- Aha, the GameSetMicroLinks are upon us again, and they include an inevitable ode to Portal, as well as some 'state of the fighting game scene' talk and various other fripperies, as follows:

- Of course, everyone loves Portal (including the Rock Paper Shotgun folks, who are already turning their freezers into Weighted Companion Cubes), but the Schlaghund's Playground blog has a detailed, intelligent critique of Valve's grav-'em-up, for example: "Portal is a clear tribute to player ingenuity and an allegory for the gamer’s struggle to be treated as more than an automaton - in both the mainstream media and the mainstream design philosophy." Vaaguely spoiler-y, but v.readable.

- Over at Grey Goo Games, they've pointed out that the latest issue of Playboy has a 'video game blowout', and as they say: "For those of you without the latest issue on hand there are additional extended interviews on Playboy’s website" - including ones with Phil Harrison, Dave Jaffe, Tim Schafer, and more - and all of which are extremely readable. Uhh... go Playboy?

- A couple of folks have referenced Valleywag's rather amusing 'Field Guide: The Six Types Of Journalists (And How To Deal With Them)', which - yes - is dealing with the tech journalist rather than the game journalist. But I'm pretty sure that a lot of the stereotypes fit into the game biz - particularly phrases like: "Being a cub reporter isn't just a career phase; it's a lifestyle." Can anyone list the six different types of game journalist, then?

- Regular GSW readers will know that we like printing items on the fighting game scene, and James Chen's super-detailed retrospective of the Evolution 2007 fighting game championships is well worth reading for coverage on the micro-scenes, even if you're not a player yourself: "I firmly believe a strong community generates a strong game. And what, exactly, do I mean by a "strong" game? I am referring to how a game is received by the Fighting Game community as a whole, not how well the game is designed and such."

- In my native UK, the inaugural Games Media Awards have just been given out, and Kieron Gillen has a slightly sodden account of the whole evening, which had a regrettably PR/profit-driven background, but actually gave out some awards I agreed with. Kieron sez: "Here’s the secret: the awards don’t really matter. Actively boycotting them makes them matter, because it implies the results of any award ceremony are worth getting pissed off over rather than just rolling your eyes. It also makes you a big dirty prima donna who has an incredibly over-developed sense of your own importance."

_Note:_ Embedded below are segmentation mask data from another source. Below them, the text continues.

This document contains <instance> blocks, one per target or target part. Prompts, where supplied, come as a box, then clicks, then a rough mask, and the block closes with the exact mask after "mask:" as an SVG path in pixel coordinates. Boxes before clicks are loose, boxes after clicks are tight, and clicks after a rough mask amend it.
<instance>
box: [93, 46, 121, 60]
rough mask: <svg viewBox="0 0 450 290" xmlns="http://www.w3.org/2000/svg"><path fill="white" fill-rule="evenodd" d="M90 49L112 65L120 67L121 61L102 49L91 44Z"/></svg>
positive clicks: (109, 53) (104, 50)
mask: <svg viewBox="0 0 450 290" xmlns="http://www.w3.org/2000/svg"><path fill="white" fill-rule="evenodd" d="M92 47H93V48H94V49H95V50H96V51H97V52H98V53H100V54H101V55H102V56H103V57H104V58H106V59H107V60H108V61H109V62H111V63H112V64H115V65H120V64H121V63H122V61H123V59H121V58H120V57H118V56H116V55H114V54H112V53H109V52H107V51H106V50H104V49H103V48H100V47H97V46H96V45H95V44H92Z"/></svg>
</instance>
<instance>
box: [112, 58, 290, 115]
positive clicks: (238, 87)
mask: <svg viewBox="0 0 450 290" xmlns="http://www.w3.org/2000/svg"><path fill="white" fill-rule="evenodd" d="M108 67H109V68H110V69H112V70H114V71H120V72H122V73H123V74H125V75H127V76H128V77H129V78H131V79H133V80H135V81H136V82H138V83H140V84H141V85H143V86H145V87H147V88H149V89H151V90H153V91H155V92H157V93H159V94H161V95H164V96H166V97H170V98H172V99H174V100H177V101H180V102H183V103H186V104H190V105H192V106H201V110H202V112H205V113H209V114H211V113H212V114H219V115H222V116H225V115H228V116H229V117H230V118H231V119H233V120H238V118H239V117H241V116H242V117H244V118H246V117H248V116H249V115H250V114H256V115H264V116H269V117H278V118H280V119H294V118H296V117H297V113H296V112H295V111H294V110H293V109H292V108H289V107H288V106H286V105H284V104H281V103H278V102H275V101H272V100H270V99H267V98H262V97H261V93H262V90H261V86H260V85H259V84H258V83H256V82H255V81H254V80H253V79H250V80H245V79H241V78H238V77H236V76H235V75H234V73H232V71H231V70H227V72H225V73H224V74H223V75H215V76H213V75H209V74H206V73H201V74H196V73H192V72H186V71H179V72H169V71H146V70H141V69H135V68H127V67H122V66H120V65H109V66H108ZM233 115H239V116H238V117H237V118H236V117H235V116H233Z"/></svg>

- Former colleague Jane Pinckard continues to post thoughtful, un-Au-like editorials on games for GigaOm, and her latest is called 'What Can Games Learn from Music’s Mistakes?'. Notably, it includes a genuinely interesting, odd concept entwined in there somewhere: "Kim Pallister, who works on strategy for Microsoft Casual Games, noted this when I asked him what he thought games could learn from the music industry. 'A really interesting thing is to think about the ‘If it’s all free, the money’s in concerts/live performance’ angle for music. Is there an equivalent for games?'" Whoa, brainfreeze.

- Finally, you might know Alexander Brandon's music from games like Tyrian, Unreal Tournament, and Deus Ex - here's his MobyGames profile. Well, nowadays the former Game Developer magazine audio columnist (and old Kosmic-related .MOD scene colleague of mine) is working over at Obsidian - most recently on the Neverwinter Nights 2 expansion, which he recently blogged about. He's also launched a new non-soundtrack website, sensibly called Alexanderbrandon.net, where you can cower beneath his visage and listen to/buy his latest non-soundtrack catchy synth album, which is less Celtic than the artwork might lead you to expect. (He's now working on the Aliens RPG soundtrack, the lucky blighter.)